Just took time out to mix myself a drink of lemonade. As long as those dehydrated juices last it is okay. Back home again the dehydrated drinks are more bulky than this army one. It is a small flat square with scarcely a teaspoon full of powder in it and it will make two-thirds of a canteen cup full of juice.
I don't know if Pedro will come around tonight for there was no laundry for him to bring back or no laundry to collect. Last night he brought his sister's two children along to carry the laundry. The first time he carried it himself and he was sweating profusely and, being a white-collared man, that did not appeal to him so he now has his assistants shouldering the burden.
O heck, a bit of must do immediately work has come up so that will kill some of my time both from writing George's letter and doing the pay vouchers.

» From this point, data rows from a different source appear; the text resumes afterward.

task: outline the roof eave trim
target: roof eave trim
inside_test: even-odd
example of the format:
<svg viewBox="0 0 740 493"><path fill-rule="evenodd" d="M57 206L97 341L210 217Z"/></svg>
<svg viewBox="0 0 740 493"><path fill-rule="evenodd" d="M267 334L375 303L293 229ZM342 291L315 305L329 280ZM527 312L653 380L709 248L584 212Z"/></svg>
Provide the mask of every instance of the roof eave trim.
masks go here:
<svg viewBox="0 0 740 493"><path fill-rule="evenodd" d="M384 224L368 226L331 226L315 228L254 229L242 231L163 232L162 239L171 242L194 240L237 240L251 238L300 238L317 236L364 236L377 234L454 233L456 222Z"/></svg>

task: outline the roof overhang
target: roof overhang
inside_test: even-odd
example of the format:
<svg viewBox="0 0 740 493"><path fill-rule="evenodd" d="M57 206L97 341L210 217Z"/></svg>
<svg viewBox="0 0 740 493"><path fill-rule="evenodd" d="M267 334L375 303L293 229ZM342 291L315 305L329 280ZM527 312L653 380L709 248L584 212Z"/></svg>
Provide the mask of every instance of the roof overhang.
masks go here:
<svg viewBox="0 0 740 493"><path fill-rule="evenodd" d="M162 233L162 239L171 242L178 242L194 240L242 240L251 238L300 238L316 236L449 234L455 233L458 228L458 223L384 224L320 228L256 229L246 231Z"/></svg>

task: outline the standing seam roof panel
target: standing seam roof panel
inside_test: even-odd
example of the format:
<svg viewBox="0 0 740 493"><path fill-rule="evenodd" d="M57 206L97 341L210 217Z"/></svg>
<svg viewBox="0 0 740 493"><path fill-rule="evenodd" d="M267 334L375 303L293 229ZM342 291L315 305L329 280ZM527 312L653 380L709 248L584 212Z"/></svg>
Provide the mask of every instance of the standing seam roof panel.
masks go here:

But I'll not begin on it until I finish this letter. After all even if it is a must affair, it will not go out until tomorrow morning anyway so what matters if it is done at eight o'clock or nine o'clock this evening?
The sunsets out here are homesickening for they are just as we would see them from the back porch or from the dining room window. The same kind of clouds and even the same kind of light streaming into the tent as comes into our house just about twenty minutes before it is time to turn the lights on. All the other places had sunsets peculiar to themselves but this had our own kind.
Whew, just by accident I went to look at my socks and the bottom of my pant legs when I saw a thousand legger begin crawling up my shoe. I may be used to a lot of insects and bugs but that thing would still have given me the creeps crawling up my leg or neck. The other night they tell me a Filipino lizard was crawling on my mosquito bar. They are horrid looking things compared to the sleek, trim and quick lizards we had at the last island. These have rocky sand colored body, with a large head, great big lamps of eyes, and are slow moving and fat. They have five fingers, each with a suction cup attached to the bottom of it and they make with a noise that sounds exactly like the first beep of a klaxon horn. You know the klaxons a fellow has on his bike and has to push down with his fist to make the noise.
Say here is another unusual feature of this country. Do you remember having seen pictures of oxen yoked to carts and slowly plodding along the roads of foreign countries? Well, while they do not have many of them, there are enough to be noticeable. Big and small oxen all yoked up and just about moving.